"Guysss let’s go out on the town for the night!" I say as everyone looks around at each other.
"Fuck yeah" Matt says before anyone else.
"Are you sure babe?" Oli asks as he walks over to me and grabs my waist.
"Yes. Now let’s go!"
As we step off of the bus, we all automatically form a line. Me, Oli, and Matt walk together leaving the rest to follow behind.
"Let’s stop at a bar." Oli says, Matt agreeing with him.
"I think there may be one down the street." Lee says.
"Oh damn!" You hear Oli say, turning around to see that he and Matt are checking out a girl walking on the other side of the road. “She’s fucking hot."
I wanted to slap him so fucking hard but I couldn’t bring myself to do so. I couldn’t even say anything to him about it.
Turning to look behind me again, I see Lee mouth the words “are you okay?". Shaking my head no I look back over at Oli whose attention is back on Matt and I.
"Uh.. actually Oli, I think I’m just gonna go back to the bus and lay down. I’m not feeling too well. You guys have fun okay?"
Walking back to the bus I can’t help but feel like I’m nothing. I know Oli probably says things like that about girls all the time, but I’m never with him. He said that in front of me and that’s what fucking sucks most. He knows how sensitive I can be. He knows how insecure I am, yet he said something about another girl anyway.
Once back on the bus I make my way to his bunk where I lay down and curl up into a ball.
What can I do to make myself good enough for him? How can I be everything he needs? Everything he wants? There’s nothing I can do. I can’t change. I’m stuck this way.
My mind continued to race on but the thoughts got worse.
You’re ugly. Those other girls are just what he needs. Don’t even bother. As far as your weight goes, you might as well forget about trying to lose it. It’ll never happen. You’re stuck that way. He’ll just keep looking at the skinnier, prettier girls, wishing that he had them instead of you. He’s probably already fucked a few while he was out on tour without you. Oops.
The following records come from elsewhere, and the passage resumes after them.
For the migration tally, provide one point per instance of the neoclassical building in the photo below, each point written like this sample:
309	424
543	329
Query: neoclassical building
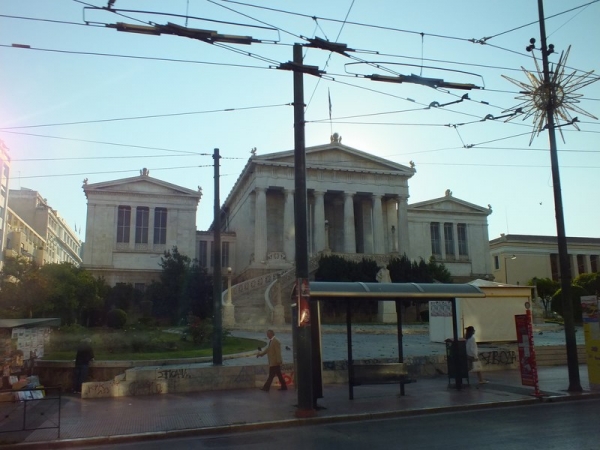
517	258
131	222
357	207
29	219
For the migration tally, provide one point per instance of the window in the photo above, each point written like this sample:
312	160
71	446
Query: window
224	254
142	214
580	264
203	253
123	224
436	248
554	266
463	247
160	226
449	239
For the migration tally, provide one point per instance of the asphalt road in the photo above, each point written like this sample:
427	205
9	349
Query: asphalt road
560	426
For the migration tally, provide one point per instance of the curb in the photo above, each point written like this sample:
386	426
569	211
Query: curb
287	423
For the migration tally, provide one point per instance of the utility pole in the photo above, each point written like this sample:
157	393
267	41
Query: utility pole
304	380
217	281
563	255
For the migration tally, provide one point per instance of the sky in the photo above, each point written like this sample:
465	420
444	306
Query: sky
88	101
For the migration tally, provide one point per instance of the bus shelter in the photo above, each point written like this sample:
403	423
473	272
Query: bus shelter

Crying, I began to believe my mind. It all made so much sense. Everyone was better than me. Oli was too good for me, he deserves much better.
-
Sobbing now, I hear the bus door open but it’s too late. I can’t stop the tears.
"Babe?" I hear Oli call.
Still sobbing uncontrollably, I know he could hear me. Walking back to the bunk, he pulls the small curtain away and looks at me. “Babe, what the hell?"
Wiping my eyes, I roll over to face him.
"Why the fuck are you crying?" he asks,practically yelling in my face.
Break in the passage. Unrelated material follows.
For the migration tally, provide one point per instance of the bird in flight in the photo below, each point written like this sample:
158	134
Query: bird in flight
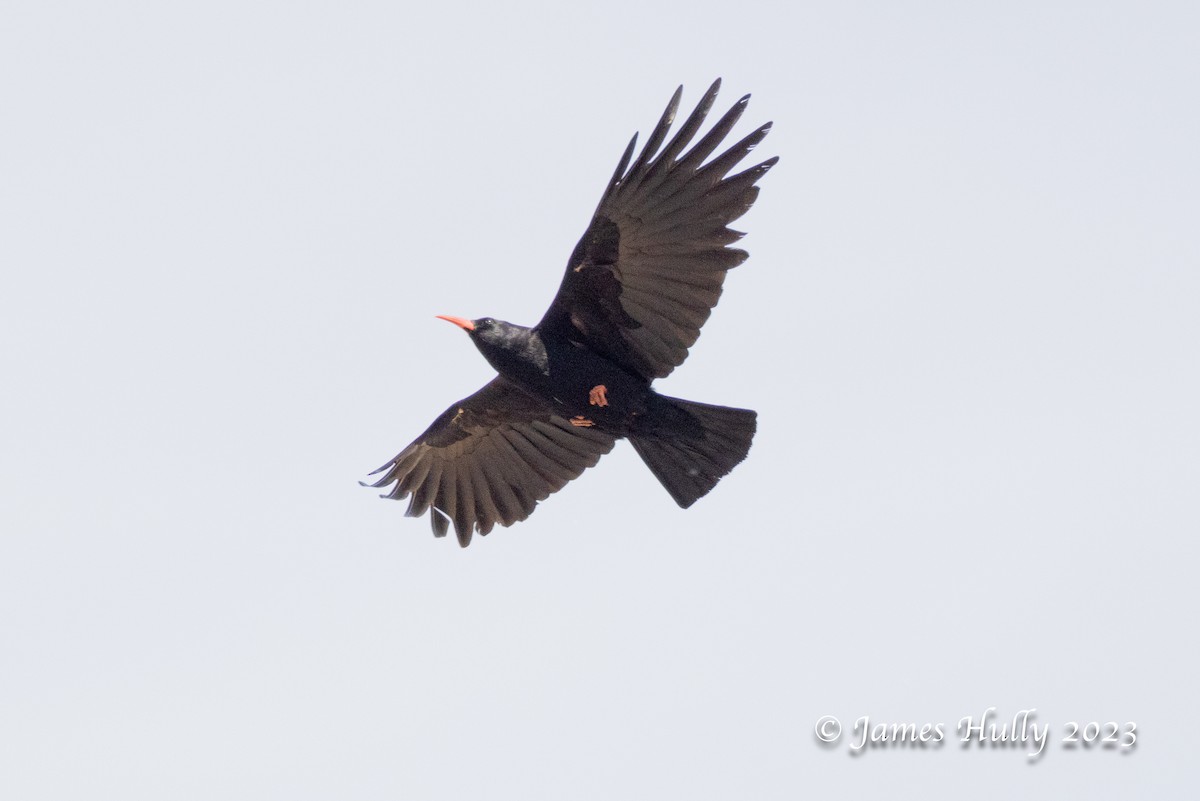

"Oliver. Don’t play that shit with me. That girl was so much better than me. I can’t compete with skinny, gorgeous girls. I’m only me, and I don’t know why you’re still with me."
"You’re fucking joking right? Just because I made one fucking comment about a girl?"
"Stop. I don’t want to fight about this. Just go back out and have fun."
"No this argument has already begun, now we have to fucking settle it."
"Oliver."
"Stop fucking calling me that! I hate it! Right now you’re in full cunt mode. Do you realize that? Back off."
"Back off? I’m your girlfriend Oli. I care about you and I thought you cared about me too. I guess my mind was right. You really don’t. I’m nothing; no one. You deserve someone better because you’re too good for me. I’m sorry I’ve wasted so much of your time okay? I’m sorry I’m me and that’s never going to change. I hate being me Oli. I feel like I’m constantly competing to keep your attention on me. I feel like I have to compete for your love. I don’t want to do that anymore. I can’t."
He got silent for a moment.
"(Y/N), if I didn’t fucking care I wouldn’t be here with you. I could’ve chosen anyone, but I chose you. You’re mine now, you got that? Mine. And I’m all yours. I’m sorry that I made a comment about another girl tonight but she is nothing compared to you. You’re what I want. You’re what I need. You’ve not wasted any of my time. You make my time worthwhile. I do love you, (Y/N). I love you alot."
Smiling once again, I look up to read his facial expression. Getting up out of the bunk, I walk towards the couch with him.
"Wanna make it better?" I purr as I pull him down on top of me.